Integrable Spin Chain and Operator Mixing in N=1,2 Supersymmetric Theories
Xiao-Jun Wang, Yong-Shi Wu
TL;DR
This work shows that planar one-loop operator mixing for holomorphic scalars in certain ${\cal N}=1,2$ gauge theories and Wess-Zumino models maps to integrable spin chains (e.g., ${\rm SU}(3)$ or ${\rm SU}(2)$), even away from conformal points. The integrable structure is driven by the superpotential and persists across orbifolded descendants of ${\cal N}=4$ SYM, with conformal points aligning with known ${\cal N}=4$ chains but yielding distinct spectra when deformations are present. Bethe Ansatz analyses illustrate how operator mixing differs from the ${\cal N}=4$ case due to discrete gauge-indices, while still enabling exact anomalous dimensions in the holomorphic sector.
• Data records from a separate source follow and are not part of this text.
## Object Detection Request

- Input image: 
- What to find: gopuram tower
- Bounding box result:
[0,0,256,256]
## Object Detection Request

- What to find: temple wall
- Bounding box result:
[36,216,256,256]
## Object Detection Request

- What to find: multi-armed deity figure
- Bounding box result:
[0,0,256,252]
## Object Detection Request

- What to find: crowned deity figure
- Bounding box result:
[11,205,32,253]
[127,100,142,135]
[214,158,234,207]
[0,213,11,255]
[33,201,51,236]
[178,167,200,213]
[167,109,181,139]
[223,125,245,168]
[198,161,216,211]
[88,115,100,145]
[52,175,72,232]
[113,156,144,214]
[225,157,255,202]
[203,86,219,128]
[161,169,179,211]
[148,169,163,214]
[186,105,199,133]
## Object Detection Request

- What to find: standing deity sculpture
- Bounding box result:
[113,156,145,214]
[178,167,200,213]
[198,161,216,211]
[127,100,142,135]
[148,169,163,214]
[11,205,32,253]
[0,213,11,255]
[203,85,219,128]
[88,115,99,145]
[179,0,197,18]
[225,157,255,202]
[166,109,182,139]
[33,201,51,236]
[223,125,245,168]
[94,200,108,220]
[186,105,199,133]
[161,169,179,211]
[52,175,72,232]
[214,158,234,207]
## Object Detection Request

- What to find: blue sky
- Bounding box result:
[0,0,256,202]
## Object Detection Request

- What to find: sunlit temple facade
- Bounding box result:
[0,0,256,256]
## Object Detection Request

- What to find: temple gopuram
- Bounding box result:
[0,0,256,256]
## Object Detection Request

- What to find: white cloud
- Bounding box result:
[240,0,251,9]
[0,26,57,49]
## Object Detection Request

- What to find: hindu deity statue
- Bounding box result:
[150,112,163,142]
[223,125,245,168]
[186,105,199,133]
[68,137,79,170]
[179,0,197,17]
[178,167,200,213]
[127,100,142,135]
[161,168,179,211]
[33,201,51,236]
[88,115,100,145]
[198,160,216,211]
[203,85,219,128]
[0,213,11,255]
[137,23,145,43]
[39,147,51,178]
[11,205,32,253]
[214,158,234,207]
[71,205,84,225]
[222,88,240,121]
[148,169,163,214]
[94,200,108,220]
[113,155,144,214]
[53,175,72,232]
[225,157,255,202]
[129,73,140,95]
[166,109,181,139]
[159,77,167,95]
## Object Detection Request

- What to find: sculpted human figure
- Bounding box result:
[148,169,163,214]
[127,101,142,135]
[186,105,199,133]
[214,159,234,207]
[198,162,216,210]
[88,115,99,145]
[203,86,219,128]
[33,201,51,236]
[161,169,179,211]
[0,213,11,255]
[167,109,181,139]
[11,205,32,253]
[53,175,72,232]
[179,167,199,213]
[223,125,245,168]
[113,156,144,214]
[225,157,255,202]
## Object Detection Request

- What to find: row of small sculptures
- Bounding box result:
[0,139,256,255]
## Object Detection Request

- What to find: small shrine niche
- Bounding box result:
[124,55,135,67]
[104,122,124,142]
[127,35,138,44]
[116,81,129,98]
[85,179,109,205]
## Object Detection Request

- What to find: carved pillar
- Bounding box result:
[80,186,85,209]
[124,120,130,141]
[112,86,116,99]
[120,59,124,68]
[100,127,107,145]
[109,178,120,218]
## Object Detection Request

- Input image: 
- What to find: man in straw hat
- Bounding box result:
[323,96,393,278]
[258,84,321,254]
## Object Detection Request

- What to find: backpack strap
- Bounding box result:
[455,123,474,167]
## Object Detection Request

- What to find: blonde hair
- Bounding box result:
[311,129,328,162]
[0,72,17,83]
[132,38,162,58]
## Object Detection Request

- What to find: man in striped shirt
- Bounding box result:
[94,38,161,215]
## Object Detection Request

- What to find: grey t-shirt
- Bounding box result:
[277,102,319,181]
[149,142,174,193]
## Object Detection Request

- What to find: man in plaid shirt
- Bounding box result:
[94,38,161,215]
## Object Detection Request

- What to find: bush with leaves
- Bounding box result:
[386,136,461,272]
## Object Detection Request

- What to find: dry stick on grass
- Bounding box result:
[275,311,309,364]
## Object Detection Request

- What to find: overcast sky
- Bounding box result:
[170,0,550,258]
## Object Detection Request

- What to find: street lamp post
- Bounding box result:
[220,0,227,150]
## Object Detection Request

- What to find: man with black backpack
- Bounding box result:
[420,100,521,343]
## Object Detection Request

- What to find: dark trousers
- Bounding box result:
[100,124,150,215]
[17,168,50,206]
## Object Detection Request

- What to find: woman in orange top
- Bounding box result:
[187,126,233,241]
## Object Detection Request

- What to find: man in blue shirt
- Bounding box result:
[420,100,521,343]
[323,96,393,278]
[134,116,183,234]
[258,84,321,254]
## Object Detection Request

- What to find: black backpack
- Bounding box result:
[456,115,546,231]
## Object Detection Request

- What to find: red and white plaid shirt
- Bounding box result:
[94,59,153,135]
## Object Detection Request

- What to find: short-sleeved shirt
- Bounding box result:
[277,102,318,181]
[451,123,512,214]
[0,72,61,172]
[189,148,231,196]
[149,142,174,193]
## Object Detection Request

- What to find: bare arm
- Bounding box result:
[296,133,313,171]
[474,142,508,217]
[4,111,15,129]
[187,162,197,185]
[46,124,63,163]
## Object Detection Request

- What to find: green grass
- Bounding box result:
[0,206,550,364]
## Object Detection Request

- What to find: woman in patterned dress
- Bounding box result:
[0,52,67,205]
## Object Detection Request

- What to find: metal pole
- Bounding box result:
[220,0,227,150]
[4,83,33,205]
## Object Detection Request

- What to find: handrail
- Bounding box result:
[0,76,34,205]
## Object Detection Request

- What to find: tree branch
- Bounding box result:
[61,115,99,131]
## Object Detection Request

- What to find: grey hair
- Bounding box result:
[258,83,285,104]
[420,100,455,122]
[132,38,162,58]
The authors conjecture a universal integrable framework for all ${\cal N}=1,2$ orbifolded daughters with non-abelian global symmetry, extending the reach of spin-chain methods to a broader class of gauge theories.
Abstract
We study operator mixing, due to planar one-loop corrections, for composite operators in D=4 supersymmetric theories. We present some N=1,2 Yang-Mills and Wess-Zumino models, in which the planar one-loop anomalous dimension matrix in the sector of holomorphic scalars is identified with the Hamiltonian of an integrable quantum spin chain of SU(3) or SU(2) symmetry, even if the theory is away from the conformal points. This points to a more universal origin of the integrable structure beyond superconformal symmetry. We also emphasize the role of the superpotential in the appearance of the integrable structure. The computations of operator mixing in our examples by solving Bethe Ansatz equations show some new features absent in N=4 SYM.